Training-free method for improving LLM reasoning accuracy. Prunes low-entropy steps from reasoning traces using [SKIP] placeholders, then lets the model re-derive the answer from the pruned context with sufficient continuation budget.

Post-Mortem

The paper's central claim, that entropy pruning + long continuation budget produces a "sign flip" from negative to positive gain, does not hold at proper baselines.

What happened

  1. Session 1 ran at max_model_len=8192, which truncated 8% of MATH-500 and 50% of AIME24 traces.
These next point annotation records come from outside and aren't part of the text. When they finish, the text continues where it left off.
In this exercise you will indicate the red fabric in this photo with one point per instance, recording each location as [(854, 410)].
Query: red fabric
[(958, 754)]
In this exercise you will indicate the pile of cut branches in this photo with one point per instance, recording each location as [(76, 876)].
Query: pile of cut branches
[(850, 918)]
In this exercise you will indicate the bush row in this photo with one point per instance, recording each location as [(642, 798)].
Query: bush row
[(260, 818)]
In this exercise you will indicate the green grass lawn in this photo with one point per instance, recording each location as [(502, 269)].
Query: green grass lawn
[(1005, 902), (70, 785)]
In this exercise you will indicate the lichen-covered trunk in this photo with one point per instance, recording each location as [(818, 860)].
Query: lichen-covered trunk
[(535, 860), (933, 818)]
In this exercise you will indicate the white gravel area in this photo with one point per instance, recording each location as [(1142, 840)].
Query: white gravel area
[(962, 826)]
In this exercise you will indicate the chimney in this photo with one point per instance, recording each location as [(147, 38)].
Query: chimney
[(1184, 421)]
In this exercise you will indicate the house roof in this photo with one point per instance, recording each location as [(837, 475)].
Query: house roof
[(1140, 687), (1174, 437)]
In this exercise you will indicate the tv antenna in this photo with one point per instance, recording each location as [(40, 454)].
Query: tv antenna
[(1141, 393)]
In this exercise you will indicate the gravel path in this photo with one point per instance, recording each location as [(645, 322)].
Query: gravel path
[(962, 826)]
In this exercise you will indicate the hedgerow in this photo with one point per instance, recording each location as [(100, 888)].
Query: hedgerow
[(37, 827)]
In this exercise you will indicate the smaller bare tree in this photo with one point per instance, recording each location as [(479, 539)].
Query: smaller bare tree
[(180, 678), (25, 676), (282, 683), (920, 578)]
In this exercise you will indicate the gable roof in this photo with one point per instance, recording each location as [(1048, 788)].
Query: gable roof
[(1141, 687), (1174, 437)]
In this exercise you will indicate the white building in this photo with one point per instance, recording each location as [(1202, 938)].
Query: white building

The resulting baselines were degraded:

    • MATH-500: 66.0% (published: 94.3% with official eval settings)
    • AIME24: 46.7% (published: 72.6%)
  2. At this degraded baseline, the re-reasoning ablation showed a "sign flip":

    • C7-extract (256 tok): -22.8pp → C7-long (2048 tok): +3.4pp
    • This appeared to be a real finding about continuation budget.
  3. Session 2 ran at max_model_len=16384, fixing AIME truncation:

    • MATH-500: 66.8% (+0.8pp, truncation was not the main issue here)
    • AIME24: 66.7% (+20.0pp; half the traces were previously truncated)
  4. At the corrected baseline, the sign flip disappeared:

    • C7-long (2048 tok): -1.2pp MATH-500, +0.0pp AIME24
    • No variant produced positive gain on MATH-500.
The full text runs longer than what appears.